J’en étais là quand, un jour de juin, M. Toussaint, ingénieur en chef des ponts-et-chaussées, vint de Dijon pour nous demander d’accélérer notre fabrication de radeaux. Mon père lui fit les honneurs de ses chantiers et de ses bureaux, où il me trouva penché sur une épure fignolée à l’encre de Chine, avec toute la minutie dont — ô paradoxe ! — j’étais capable.
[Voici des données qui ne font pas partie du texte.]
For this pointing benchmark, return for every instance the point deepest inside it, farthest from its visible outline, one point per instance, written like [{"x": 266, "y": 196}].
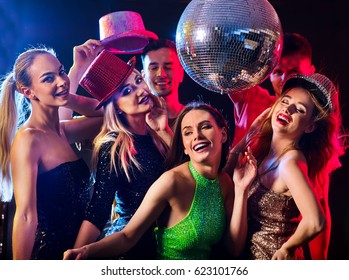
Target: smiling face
[
  {"x": 49, "y": 81},
  {"x": 163, "y": 71},
  {"x": 133, "y": 97},
  {"x": 202, "y": 137},
  {"x": 293, "y": 114}
]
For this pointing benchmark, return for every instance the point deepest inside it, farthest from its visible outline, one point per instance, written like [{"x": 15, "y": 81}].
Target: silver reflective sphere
[{"x": 229, "y": 45}]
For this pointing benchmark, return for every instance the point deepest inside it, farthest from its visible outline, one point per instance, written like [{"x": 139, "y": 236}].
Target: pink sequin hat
[
  {"x": 317, "y": 84},
  {"x": 123, "y": 32},
  {"x": 105, "y": 75}
]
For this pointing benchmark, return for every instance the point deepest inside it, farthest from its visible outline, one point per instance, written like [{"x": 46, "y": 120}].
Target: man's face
[
  {"x": 292, "y": 64},
  {"x": 162, "y": 71}
]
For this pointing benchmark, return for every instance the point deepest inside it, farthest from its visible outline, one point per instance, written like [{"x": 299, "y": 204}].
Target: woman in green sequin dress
[{"x": 195, "y": 204}]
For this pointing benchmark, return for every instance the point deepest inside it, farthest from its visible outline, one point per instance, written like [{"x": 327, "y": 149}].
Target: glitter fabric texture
[
  {"x": 229, "y": 45},
  {"x": 128, "y": 195},
  {"x": 62, "y": 196},
  {"x": 273, "y": 218},
  {"x": 204, "y": 225}
]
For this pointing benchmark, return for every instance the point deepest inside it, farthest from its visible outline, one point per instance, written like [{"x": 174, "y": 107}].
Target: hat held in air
[{"x": 123, "y": 32}]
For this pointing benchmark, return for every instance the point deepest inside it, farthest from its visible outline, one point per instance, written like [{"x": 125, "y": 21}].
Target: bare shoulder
[
  {"x": 292, "y": 157},
  {"x": 27, "y": 141},
  {"x": 28, "y": 137},
  {"x": 293, "y": 162}
]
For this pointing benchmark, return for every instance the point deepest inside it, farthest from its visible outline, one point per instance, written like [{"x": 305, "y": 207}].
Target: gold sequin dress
[{"x": 272, "y": 219}]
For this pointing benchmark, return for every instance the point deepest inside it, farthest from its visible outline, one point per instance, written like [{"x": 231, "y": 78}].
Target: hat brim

Il y jeta les yeux, en loua la netteté linéaire. Il observa que je dessinais très purement la lettre. Par ailleurs, ma mine éveillée lui plut et il le dit. Mon heureux père buvait du lait.

— Il a fait ses classes au lycée de Dijon, observa-t-il en se rengorgeant.
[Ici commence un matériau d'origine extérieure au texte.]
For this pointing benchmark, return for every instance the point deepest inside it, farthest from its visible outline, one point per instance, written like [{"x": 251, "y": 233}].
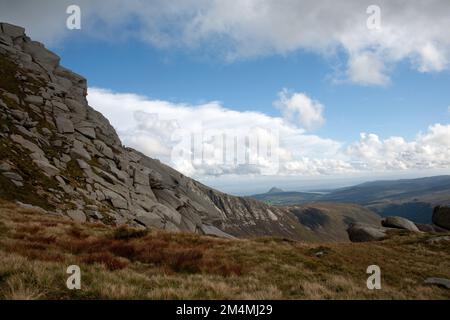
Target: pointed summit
[{"x": 275, "y": 190}]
— Eh bien ! confiez-le-moi, fit M. Toussaint. Il y aurait une belle carrière pour lui dans nos services du canal.

Cette proposition tombait à pic. Mon père ne sut d’abord que répondre, puis il remercia l’ingénieur en chef et je le remerciai après lui, avec un empressement qui ne dut pas lui échapper car il ajouta :

— Je vais avoir un poste disponible. Prenez une décision et écrivez-moi.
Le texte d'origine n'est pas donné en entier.